Bug 2024347

Summary:	glibc: Optional sched_getcpu acceleration using rseq
Product:	Red Hat Enterprise Linux 9	Reporter:	Jeremy Linton (ARM) <jlinton>
Component:	glibc	Assignee:	Florian Weimer <fweimer>
Status:	CLOSED ERRATA	QA Contact:	Sergey Kolosov <skolosov>
Severity:	unspecified	Docs Contact:	mtimar
Priority:	unspecified
Version:	9.0	CC:	ashankar, codonell, dj, fweimer, gfialova, jeremy.linton, jvaldez, mnewsome, mtimar, pfrankli, sipoyare
Target Milestone:	rc	Keywords:	FutureFeature, Patch, Triaged
Target Release:	---
Hardware:	All
OS:	Linux
Whiteboard:
Fixed In Version:	glibc-2.34-19.el9	Doc Type:	Enhancement
Doc Text:	.`sched_getcpu` implementation can now, optionally, use `rseq` (restartable sequences) to improve performance on the 64-bit ARM architectures and other architectures The previous implementation of `sched_getcpu` on the 64-bit ARM architectures uses the `getcpu` system call, which is too slow for efficient use in most parallel algorithms. Other architectures use vDSO (virtual dynamic shared object) acceleration to work around this. Implementing `sched_getcpu` using `rseq` greatly improves performance on the 64-bit ARM architectures. Other architectures see a slight improvement. To configure `sched_getcpu` to use `rseq`, set the `GLIBC_TUNABLES=glibc.pthread.rseq=1` environment variable: ---- # GLIBC_TUNABLES=glibc.pthread.rseq=1 # export GLIBC_TUNABLES ----	Story Points:	---
Clone Of:		Environment:
Last Closed:	2022-05-17 15:48:51 UTC	Type:	Enhancement
Regression:	---	Mount Type:	---
Documentation:	---	CRM:
Verified Versions:		Category:	---
oVirt Team:	---	RHEL 7.3 requirements from Atomic Host:
Cloudforms Team:	---	Target Upstream Version:
Embargoed:
Bug Depends On:	2030872
Bug Blocks:	1877135

Description Jeremy Linton (ARM) 2021-11-17 21:57:51 UTC

Description of problem: Some applications (mysql for example) rely heavily on sched_getcpu() which on arm traps to a full blown syscall rather than depending on the vdso or some other fairly fast mechanism. This is causing performance problems not present on other architectures.

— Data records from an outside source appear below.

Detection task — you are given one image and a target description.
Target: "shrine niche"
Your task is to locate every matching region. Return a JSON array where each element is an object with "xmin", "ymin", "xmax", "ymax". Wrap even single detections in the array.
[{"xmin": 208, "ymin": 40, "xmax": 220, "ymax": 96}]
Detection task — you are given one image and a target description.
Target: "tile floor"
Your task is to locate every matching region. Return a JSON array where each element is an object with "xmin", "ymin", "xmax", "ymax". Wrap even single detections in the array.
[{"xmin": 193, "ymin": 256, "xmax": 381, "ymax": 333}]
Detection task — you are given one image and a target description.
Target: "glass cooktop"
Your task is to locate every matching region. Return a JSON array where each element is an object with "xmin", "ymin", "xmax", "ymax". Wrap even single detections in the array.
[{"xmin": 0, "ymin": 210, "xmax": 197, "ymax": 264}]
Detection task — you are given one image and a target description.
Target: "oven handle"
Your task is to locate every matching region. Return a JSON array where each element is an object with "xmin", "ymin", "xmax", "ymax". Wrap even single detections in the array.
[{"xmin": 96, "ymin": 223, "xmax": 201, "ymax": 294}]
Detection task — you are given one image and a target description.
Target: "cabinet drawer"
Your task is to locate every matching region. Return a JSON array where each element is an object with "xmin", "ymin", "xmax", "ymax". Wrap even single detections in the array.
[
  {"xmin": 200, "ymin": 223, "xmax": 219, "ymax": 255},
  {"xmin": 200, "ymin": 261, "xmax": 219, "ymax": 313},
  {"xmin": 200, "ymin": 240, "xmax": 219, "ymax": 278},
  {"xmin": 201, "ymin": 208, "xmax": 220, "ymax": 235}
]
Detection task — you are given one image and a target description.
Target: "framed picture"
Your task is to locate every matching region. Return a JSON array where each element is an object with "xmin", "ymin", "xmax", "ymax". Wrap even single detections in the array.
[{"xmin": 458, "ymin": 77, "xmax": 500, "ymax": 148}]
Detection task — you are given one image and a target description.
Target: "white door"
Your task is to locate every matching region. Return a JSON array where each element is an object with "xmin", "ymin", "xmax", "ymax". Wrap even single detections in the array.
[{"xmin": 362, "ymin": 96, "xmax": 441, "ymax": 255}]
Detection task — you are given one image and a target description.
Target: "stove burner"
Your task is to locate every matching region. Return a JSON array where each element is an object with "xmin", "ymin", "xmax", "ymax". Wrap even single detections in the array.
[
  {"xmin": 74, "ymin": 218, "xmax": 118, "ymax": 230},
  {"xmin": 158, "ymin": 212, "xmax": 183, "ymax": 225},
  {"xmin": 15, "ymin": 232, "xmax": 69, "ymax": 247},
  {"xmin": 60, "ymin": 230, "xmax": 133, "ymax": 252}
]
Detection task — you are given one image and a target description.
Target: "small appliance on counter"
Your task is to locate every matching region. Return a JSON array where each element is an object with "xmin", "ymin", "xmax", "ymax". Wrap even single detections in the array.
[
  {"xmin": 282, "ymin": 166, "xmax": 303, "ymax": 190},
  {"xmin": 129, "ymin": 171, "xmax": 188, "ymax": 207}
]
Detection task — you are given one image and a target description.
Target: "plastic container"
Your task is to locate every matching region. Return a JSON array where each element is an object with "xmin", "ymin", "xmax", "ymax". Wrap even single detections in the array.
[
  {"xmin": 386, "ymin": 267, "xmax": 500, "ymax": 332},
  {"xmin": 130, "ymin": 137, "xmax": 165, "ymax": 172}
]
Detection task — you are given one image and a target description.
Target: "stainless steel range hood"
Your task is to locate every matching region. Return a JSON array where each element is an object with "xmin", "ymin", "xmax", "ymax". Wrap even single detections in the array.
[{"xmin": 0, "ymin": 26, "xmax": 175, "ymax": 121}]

Following conversations between arm/redhat glibc developers the possibility was presented of fixing rseq() for use in this case and back porting a fix.


Version-Release number of selected component (if applicable): glibc-2.34


Expected results:

Lower overhead in class of applications depending on sched_getcpu()

Comment 1 Florian Weimer 2021-11-18 10:18:56 UTC

I've started an upstream discussion:

Bringing rseq back into glibc
https://sourceware.org/pipermail/libc-alpha/2021-November/133221.html

Comment 2 Florian Weimer 2021-12-06 20:41:00 UTC

I've posted patches:

[PATCH 0/5] Extensible rseq support for glibc
https://sourceware.org/pipermail/libc-alpha/2021-December/133656.html

Comment 3 Florian Weimer 2021-12-09 23:14:28 UTC

The upstream patches have been integrated, and I believe we have fixed the regression.

Jeremy, would you be able to arrange for performance tests once we have a test build?

We are not quite ready to backport this because we need to teach valgrind about rseq first (bug 2030872).

Comment 8 Florian Weimer 2022-01-14 19:53:56 UTC

valgrind is fixed, but criu is not, so this has to be opt-in for now, using the glibc.pthread.rseq tunable.

Comment 16 Jeremy Linton 2022-04-25 15:17:31 UTC

Yes, I will test it again, I had a testing setup over christmas.

Comment 17 mtimar 2022-05-11 11:08:13 UTC

Hi Jeremy,
sorry to bother you, any luck with the testing?
Thanks, Matej

Comment 18 Jeremy Linton 2022-05-11 17:00:25 UTC

Yah, I'm about to post a small benchmark set here. I've been running various sysbench/etc things over the past couple days on an ampere ultra, the gravaton plan hasn't managed to pan out yet (still in progress). Right now the general oltp results show a small uplift, but i'm now running the exact tests that the AST team used last year, so the results should be more noticeable. I'm planning on calling this done in the next ~day.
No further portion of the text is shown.